I want to add something soft to the masculine XYZ studio. In Taoism, both Yin and Yang have a dot of each other – balance is key and we need to add some feminine energy to the business. For the next Sojournal, we will hopefully hike Kilimanjaro if we can stick with the schedule in October. In December, we are planning on a trip to India, depending on travel restrictions.

What is the quickest way to heal yourself?

Observe your breathing whenever you feel emotionally charged and angry or frustrated. Then allow yourself to yell, make sounds, and cry to acknowledge and allow yourself to go through the motions without blocking emotions. If you’re angry, yell, if you want to hit something, hit your pillow – don’t lock it in your body. It’s very important to release the anger and energy and allow yourself to feel frustrated. Something as simple as crying when you feel like it is helpful, beautiful, angelic, and magnificent. Emotions are an energy pathway, and if you always stop your feelings, they stay locked and cause disease. Express yourself freely, however you choose, and don’t judge your feelings. Writing your emotions and feelings in a journal daily is a great place to start if you’re not comfortable with expressing them out loud at first.

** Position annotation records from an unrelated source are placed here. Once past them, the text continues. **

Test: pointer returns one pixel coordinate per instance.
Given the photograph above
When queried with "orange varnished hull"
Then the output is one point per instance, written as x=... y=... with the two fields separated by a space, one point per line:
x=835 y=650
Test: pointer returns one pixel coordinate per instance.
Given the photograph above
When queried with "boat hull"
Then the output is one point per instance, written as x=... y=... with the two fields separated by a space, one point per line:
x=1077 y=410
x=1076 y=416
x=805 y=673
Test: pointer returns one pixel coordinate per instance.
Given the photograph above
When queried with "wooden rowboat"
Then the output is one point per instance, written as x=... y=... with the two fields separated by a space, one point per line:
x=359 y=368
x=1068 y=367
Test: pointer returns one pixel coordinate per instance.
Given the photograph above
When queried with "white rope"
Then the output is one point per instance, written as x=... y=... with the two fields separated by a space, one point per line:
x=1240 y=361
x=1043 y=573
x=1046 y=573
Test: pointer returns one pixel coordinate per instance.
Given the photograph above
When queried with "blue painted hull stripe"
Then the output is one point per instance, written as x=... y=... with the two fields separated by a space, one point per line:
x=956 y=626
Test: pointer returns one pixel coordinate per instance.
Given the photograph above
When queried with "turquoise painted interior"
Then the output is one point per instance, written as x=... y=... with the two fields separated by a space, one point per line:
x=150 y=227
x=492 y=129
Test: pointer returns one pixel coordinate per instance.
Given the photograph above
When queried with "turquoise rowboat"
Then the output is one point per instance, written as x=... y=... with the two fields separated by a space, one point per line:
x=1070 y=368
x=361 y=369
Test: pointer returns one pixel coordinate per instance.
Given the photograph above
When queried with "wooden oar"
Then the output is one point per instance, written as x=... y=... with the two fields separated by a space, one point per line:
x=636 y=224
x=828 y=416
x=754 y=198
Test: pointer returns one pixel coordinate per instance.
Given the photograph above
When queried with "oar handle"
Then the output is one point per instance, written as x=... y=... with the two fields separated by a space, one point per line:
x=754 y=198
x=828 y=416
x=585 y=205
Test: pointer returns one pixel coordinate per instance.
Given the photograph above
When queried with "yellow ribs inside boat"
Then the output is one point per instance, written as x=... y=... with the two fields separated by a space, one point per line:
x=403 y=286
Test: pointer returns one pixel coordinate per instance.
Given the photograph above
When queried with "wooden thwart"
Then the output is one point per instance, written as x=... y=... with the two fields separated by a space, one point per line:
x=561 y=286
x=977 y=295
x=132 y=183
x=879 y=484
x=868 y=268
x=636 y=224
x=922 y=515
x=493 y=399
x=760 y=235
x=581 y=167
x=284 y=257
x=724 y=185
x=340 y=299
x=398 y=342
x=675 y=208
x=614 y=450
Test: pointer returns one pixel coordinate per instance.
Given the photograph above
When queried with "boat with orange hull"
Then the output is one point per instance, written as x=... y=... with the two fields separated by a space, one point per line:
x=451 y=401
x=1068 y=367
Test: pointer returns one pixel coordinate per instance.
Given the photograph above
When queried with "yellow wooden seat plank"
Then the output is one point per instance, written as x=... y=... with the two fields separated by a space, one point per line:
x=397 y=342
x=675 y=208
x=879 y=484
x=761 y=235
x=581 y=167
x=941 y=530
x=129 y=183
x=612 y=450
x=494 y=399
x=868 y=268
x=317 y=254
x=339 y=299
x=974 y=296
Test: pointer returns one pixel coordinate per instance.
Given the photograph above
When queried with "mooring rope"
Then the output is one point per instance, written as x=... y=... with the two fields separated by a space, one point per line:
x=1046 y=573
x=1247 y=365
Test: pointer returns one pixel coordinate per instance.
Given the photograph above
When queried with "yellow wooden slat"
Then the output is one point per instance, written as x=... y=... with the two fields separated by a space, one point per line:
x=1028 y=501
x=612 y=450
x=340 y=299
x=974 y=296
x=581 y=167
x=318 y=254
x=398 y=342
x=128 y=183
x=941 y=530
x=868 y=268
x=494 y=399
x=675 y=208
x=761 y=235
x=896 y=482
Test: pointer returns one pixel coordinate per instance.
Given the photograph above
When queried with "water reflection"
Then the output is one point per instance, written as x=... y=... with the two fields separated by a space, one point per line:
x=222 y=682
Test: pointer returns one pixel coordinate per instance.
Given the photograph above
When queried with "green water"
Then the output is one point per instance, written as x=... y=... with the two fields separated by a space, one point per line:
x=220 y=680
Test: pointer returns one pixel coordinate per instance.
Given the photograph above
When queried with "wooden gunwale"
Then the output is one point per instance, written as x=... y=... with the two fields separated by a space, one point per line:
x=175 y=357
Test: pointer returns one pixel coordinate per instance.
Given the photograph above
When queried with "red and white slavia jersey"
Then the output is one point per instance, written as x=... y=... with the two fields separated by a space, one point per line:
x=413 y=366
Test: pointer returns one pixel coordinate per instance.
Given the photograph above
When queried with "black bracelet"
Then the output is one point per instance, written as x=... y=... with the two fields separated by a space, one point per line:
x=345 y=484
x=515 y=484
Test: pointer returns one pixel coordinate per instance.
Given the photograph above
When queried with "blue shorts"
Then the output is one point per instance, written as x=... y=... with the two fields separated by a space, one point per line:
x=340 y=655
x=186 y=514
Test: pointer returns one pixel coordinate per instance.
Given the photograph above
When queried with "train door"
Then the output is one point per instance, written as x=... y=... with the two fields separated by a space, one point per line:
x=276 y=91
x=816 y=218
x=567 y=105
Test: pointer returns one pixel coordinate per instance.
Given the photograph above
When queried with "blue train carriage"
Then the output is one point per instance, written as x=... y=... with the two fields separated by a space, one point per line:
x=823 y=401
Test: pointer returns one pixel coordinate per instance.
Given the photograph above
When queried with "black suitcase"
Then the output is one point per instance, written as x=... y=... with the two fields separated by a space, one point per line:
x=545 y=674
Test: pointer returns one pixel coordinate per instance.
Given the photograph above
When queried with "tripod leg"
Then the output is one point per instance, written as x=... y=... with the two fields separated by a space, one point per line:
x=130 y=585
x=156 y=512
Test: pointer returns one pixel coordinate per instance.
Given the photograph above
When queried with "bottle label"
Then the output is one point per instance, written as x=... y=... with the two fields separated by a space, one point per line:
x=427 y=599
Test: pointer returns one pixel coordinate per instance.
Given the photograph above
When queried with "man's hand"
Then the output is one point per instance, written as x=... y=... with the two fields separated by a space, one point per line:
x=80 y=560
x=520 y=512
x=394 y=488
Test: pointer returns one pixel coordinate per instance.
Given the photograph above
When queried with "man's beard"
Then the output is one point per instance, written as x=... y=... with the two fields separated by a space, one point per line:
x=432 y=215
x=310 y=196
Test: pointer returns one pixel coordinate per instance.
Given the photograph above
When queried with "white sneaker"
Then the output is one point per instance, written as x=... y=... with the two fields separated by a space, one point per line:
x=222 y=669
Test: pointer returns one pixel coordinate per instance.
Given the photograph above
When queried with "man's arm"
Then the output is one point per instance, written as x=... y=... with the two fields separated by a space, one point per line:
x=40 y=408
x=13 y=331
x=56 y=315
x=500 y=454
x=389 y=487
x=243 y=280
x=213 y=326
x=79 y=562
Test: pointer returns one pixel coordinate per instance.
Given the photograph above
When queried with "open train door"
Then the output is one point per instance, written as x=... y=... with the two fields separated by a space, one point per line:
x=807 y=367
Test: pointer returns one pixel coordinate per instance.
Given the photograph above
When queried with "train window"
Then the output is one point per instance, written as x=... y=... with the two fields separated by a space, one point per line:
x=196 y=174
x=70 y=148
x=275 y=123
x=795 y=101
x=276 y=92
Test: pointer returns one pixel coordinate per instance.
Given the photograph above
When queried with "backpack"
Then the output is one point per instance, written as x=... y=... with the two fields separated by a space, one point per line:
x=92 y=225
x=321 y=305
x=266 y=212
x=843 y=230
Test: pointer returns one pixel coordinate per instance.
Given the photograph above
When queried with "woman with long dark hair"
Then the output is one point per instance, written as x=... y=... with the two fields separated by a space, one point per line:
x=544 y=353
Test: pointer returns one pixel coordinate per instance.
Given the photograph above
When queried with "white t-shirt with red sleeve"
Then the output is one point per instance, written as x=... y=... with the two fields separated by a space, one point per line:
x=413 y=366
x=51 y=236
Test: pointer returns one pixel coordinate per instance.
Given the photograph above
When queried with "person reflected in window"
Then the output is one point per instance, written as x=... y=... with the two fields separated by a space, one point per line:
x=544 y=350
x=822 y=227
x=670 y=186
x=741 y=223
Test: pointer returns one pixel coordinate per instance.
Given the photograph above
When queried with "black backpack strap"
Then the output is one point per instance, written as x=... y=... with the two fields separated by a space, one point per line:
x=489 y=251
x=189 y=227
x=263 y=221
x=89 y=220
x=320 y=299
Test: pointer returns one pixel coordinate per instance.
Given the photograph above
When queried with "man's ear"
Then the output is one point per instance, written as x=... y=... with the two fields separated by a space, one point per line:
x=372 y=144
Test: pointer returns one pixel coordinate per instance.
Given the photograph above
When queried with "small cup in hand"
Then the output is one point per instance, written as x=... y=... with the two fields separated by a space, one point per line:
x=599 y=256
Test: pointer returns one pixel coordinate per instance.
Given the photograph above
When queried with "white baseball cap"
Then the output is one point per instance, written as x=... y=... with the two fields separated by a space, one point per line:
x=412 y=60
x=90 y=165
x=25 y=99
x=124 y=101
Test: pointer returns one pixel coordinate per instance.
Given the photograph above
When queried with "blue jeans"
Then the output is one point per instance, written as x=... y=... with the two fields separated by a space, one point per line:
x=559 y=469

Reiki, inner-child healing, meditating, earthing, and embodiment somatic breathing are all beneficial too. Most importantly, and this is for women especially, don’t ignore your energy. You’re a powerhouse, use your body language, take away social norms, ignore taboos, and embrace your female energy. Allow yourself to be flirtatious, allow yourself to be feminine. Women are born to blossom and not to stay as buds.